Внезапно подувший ветер принес детский смех и узкие ивовые листья. В тумане, чуть в стороне от дороги появился знакомый силуэт клена. Повеяло теплом летнего полдня и запахом близкой реки. В памяти, словно из черной глубины омута, всплыли россыпь веснушек, рыжие кудри и яркие зеленые глаза…Северус не заметил, как оказался на ногах. Ему было нужно увидеть, рассказать, попросить прощения, ведь она так дорога…
Крепкая хватка за плечо и опаливший ухо и шею выдох заставил его замереть:
— Куда собрался?!
— Там Лили!
Лицо Вадима вмиг переменилось: глаза зло сузились, губы сжались, на скулах заиграли желваки.
— Лили, значит… Я, значит, тут пыжусь, все Серые Пределы баламучу, и всё ради того, чтобы кое-кто в решающий момент вспомнил о дорогом друге? — вкрадчиво спросил Вадим. В его глазах заплясало что-то, очень напоминающее безумие. — Ты волен идти, куда захочешь, Северус. Но учти, что я пойду за тобой.
Пойдет за ним.
Пламя свечи затрещало, начало чадить.
— Так куда мы идем? — шепот Вадима прошелся по спине, рассыпая колкие мурашки. Туман стал гуще, плотнее, скрыв за своей пеленой все, что их окружало — в молочно-белой пустоте остался только светловолосый всадник и он сам.
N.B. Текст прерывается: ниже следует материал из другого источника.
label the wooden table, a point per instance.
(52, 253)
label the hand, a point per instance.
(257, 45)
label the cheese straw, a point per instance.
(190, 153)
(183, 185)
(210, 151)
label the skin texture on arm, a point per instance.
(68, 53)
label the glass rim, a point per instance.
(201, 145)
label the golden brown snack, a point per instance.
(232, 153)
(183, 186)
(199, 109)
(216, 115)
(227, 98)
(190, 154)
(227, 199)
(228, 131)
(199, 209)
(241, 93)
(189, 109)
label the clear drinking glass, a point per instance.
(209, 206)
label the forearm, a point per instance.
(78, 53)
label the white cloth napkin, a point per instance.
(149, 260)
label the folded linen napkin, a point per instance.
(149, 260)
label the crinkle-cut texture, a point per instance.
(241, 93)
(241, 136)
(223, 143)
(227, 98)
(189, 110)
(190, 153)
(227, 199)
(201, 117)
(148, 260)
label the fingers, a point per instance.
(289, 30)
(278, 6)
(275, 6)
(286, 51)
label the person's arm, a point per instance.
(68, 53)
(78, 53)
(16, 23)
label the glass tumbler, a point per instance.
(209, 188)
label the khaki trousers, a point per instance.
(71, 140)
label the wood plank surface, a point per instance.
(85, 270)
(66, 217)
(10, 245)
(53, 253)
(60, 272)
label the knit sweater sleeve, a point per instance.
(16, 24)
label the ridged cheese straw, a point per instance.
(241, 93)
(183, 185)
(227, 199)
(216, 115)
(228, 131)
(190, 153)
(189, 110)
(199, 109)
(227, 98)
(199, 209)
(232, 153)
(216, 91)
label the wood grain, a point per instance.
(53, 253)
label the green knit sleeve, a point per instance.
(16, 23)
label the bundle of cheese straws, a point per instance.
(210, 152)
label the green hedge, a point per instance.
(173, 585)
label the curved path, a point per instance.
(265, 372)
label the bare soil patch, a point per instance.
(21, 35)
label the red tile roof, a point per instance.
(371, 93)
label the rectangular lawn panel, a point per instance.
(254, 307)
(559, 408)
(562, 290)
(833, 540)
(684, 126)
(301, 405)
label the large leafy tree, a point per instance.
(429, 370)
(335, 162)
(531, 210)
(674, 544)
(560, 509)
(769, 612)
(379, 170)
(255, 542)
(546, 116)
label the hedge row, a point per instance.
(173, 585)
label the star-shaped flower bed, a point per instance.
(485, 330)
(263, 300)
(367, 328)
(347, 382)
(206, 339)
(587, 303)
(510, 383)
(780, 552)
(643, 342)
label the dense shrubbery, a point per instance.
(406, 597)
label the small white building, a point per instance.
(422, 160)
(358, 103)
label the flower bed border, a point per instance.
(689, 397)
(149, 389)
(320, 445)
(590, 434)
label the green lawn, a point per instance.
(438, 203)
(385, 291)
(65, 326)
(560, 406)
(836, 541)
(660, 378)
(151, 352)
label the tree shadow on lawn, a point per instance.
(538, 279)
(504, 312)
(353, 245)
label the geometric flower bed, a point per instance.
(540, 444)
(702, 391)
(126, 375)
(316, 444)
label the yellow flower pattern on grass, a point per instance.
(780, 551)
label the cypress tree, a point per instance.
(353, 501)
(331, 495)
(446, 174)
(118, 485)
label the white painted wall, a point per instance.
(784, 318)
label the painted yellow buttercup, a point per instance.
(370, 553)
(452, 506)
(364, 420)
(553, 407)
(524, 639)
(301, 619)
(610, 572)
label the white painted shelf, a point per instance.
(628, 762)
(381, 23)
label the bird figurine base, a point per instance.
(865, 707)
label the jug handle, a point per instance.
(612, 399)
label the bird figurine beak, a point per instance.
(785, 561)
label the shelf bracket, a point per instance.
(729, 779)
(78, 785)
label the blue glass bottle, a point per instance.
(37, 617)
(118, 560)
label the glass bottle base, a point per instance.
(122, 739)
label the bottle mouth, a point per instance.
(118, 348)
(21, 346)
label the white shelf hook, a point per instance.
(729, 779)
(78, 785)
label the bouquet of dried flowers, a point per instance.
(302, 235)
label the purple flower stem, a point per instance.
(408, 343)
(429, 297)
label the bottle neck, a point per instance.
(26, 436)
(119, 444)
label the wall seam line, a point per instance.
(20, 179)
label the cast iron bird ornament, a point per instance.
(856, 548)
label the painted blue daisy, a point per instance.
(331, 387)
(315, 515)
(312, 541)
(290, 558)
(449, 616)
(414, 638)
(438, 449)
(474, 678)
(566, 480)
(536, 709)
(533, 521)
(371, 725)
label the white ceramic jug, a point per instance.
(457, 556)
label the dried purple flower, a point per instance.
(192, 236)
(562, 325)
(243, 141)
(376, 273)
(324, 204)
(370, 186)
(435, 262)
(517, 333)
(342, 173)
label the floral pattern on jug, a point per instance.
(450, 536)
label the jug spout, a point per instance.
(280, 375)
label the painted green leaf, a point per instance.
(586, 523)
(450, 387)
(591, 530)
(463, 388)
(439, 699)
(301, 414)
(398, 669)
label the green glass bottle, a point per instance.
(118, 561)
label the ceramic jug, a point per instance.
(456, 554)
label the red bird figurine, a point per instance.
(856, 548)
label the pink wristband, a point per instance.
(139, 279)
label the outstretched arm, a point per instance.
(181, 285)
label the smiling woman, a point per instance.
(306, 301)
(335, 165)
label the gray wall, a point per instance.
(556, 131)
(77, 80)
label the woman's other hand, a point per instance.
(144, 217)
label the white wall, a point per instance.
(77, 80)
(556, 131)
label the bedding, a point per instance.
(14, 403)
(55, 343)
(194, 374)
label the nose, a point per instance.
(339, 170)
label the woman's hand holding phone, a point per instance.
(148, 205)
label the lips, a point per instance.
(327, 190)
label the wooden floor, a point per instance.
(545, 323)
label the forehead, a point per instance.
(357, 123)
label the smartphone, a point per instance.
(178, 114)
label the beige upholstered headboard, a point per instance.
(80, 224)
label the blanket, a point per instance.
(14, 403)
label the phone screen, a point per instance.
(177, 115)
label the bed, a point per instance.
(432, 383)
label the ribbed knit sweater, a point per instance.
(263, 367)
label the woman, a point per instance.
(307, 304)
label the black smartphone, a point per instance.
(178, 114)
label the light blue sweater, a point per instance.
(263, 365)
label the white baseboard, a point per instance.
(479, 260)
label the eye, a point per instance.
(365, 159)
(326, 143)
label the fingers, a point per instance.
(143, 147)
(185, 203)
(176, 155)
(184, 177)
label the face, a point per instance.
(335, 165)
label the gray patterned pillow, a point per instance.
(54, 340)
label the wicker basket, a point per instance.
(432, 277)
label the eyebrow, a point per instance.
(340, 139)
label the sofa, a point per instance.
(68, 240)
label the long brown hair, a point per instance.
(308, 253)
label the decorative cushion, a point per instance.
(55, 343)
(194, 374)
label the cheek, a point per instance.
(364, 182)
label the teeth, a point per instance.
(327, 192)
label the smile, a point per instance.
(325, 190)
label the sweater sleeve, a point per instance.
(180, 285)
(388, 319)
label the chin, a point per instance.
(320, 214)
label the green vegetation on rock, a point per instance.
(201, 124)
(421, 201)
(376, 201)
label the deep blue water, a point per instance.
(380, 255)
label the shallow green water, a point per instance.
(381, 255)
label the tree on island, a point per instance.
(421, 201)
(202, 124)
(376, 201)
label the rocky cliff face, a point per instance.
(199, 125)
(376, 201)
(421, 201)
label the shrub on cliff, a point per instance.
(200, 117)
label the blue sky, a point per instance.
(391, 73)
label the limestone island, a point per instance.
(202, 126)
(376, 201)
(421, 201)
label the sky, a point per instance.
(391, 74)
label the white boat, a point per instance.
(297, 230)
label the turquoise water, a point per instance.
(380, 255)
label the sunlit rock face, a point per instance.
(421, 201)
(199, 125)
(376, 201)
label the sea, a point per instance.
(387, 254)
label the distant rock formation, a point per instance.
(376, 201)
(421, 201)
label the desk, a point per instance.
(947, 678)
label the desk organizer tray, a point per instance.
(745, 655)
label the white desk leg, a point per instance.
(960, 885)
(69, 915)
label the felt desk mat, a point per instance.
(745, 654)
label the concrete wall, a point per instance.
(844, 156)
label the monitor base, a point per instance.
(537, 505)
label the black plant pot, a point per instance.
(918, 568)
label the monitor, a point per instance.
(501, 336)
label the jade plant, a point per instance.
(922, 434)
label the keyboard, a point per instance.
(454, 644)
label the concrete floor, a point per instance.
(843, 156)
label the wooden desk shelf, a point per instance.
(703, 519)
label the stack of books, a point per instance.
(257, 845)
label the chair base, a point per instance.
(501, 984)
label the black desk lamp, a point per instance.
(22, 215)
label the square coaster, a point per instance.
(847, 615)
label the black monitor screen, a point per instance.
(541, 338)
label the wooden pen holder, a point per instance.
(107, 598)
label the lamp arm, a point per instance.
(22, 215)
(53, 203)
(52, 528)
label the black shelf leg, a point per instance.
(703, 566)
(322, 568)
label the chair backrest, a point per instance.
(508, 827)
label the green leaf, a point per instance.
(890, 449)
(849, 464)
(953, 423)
Искушение сойти с тропы было велико. Клен заманчиво зеленел в тумане. Да еще среди ветвей мелькнул девичий силуэт. Длинные рыжие волосы блестели ярко, как в солнечный день. Да, Северус безумно хотел подойти, обнять подругу и представить её Вадиму…
Громко, тревожно каркнул ворон, шумно хлопнули крылья. Северус замер на месте. В памяти мелькнули белое лицо с мертвыми глазами, вываленные на траву внутренности, которые с урчанием ел зверь, мумия с мученическим оскалом на иссушенном черепе. И почему-то от мысли познакомить побратима с Лили стало жутко.
— Ты постоянно следовал за мной. Теперь моя очередь, — он забрался на спину волка позади побратима и крепко обнял его за пояс, зарываясь носом в волосы.
Волк сорвался с места, унося их от манящего клена. Дальше и дальше. И чем дальше они уходили, тем тише становился шелест листьев, слабел смех. Туман гасил звуки, приглушал их до слабого эха, а вместе с ними в белой мгле растворялся и старый клен у реки, и рыжие волосы веселой девочки, его личное солнце и совесть.
Северус не выдержал — оглянулся через плечо. Клен был уже далеко, и в тумане угадывался лишь его смутный силуэт. Но на какую-то долю секунды у дерева появилась четкая девичья фигурка и прощально махнула рукой, как когда-то в счастливом прошлом.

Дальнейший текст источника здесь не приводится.